Module 3: The bars are transformed into wooden beams. At each joint, the beams are detailed for precise connections, with multiple standardized dimensions assigned based on the internal forces they must support.
Module 4: The beam connection joints are designed with the potential to accommodate solar panels. The orientation and shape of these panels are resolved geometrically in this step.
Module 5: Energy generation from the solar panels provides vital performance feedback for their placement. A sun-hour study is conducted to validate their positioning. Subsequently, machine learning techniques are introduced to optimize their orientation.
Module 6: Construction details, such as adaptive landings and integrated furniture, are generated in alignment with the overall design.
This step-by-step modular approach ensures both structural and functional excellence while integrating energy efficiency and adaptability.
Implementation of Machine Learning in Design and Optimization
To thoroughly analyze the various design parameters that influence the appearance and energy output of the solar panels, a specialized machine-learning tool, Axid_ ara, designed specifically for use with Grasshopper, is integrated into the workflow. This tool enhances the design process by enabling data-driven optimization and informed decision-making.
Key design parameters considered include the rotation angle of each panel, the radius of the panel surface, and a range of geometric variations. These parameters allow for a nuanced exploration of how subtle changes in design can impact both functionality and aesthetics.

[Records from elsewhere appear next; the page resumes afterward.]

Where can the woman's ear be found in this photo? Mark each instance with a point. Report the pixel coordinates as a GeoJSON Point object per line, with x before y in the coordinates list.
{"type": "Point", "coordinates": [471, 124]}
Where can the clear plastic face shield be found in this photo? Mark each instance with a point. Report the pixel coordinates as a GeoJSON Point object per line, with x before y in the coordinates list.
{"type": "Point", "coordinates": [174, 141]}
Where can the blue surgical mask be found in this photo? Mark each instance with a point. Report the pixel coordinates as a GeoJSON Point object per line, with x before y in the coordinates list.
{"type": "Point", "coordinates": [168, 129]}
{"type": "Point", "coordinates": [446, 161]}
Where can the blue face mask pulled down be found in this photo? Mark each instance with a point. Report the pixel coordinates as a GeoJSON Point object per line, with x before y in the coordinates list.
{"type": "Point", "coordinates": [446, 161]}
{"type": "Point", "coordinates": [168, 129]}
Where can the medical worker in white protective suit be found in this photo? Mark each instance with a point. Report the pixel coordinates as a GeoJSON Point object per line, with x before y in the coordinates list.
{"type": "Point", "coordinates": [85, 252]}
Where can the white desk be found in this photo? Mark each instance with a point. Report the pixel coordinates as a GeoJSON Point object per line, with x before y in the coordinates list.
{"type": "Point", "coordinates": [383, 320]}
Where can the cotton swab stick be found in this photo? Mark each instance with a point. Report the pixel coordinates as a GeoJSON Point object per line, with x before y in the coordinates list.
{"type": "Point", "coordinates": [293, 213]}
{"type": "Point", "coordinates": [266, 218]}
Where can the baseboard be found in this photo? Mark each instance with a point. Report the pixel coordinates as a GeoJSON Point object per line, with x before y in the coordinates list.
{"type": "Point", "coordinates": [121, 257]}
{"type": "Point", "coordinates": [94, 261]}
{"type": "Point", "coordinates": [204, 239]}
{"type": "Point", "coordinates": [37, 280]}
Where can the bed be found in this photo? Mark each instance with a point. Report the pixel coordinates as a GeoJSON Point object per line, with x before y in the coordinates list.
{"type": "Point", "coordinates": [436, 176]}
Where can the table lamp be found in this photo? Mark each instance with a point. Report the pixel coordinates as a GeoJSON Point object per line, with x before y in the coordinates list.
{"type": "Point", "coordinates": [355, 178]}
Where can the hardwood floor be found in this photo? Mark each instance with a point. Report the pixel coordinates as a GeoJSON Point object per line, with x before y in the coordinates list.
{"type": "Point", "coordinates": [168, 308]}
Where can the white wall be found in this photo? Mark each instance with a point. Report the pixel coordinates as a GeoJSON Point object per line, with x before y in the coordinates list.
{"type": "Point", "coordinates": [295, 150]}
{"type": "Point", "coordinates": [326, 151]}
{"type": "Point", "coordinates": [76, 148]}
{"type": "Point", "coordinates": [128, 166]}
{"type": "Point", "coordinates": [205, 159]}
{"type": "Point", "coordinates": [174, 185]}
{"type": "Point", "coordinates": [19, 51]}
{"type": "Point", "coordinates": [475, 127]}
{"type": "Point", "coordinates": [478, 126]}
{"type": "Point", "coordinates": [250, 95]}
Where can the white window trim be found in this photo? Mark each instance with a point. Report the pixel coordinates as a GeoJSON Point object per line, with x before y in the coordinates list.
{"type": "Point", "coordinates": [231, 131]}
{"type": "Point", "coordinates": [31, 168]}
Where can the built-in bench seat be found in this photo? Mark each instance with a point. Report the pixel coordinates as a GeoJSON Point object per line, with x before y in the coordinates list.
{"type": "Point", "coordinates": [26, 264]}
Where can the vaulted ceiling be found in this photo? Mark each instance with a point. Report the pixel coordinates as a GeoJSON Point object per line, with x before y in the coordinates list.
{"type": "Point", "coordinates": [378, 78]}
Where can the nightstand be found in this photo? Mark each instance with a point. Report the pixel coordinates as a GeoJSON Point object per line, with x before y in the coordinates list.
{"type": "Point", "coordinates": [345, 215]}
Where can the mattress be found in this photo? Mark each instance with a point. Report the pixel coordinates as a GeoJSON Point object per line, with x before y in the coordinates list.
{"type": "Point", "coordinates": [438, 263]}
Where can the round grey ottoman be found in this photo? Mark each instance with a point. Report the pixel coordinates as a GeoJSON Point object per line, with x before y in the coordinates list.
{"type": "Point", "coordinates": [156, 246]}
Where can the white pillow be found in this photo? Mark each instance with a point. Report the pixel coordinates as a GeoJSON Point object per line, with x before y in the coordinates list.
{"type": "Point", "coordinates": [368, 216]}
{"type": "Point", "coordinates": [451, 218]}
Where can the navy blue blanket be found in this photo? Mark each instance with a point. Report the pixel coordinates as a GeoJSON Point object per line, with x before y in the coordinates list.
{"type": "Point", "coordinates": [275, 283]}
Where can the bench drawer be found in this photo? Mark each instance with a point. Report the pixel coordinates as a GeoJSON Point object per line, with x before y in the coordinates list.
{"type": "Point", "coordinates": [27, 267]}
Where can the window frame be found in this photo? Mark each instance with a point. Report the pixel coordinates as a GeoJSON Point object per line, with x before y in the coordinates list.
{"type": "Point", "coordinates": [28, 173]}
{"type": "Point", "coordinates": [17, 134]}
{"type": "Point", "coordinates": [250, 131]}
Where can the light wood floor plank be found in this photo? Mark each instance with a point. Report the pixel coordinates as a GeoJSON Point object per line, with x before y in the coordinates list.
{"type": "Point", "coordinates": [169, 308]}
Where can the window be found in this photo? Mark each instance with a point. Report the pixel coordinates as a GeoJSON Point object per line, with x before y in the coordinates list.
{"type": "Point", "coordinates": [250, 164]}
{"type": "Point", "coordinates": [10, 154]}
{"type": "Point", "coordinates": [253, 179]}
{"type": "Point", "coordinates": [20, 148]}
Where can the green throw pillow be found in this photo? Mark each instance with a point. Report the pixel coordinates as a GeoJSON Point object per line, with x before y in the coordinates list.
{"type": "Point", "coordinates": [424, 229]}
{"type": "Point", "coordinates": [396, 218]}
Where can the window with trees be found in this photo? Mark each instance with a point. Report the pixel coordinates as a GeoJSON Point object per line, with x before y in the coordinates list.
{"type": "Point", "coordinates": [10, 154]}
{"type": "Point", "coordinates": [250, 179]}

As performance attributes, the distances between panels and their efficiency in energy generation serve as critical feedback metrics. These metrics guide the iterative design process, ensuring that the final configuration maximizes both structural harmony and energy output.
By leveraging Axid_ara, the workflow benefits from advanced computational analysis, enabling the exploration of complex relationships between design variables and performance outcomes. This integration ultimately fosters a more refined and efficient solar panel design, ensuring optimal energy production and a cohesive architectural expression.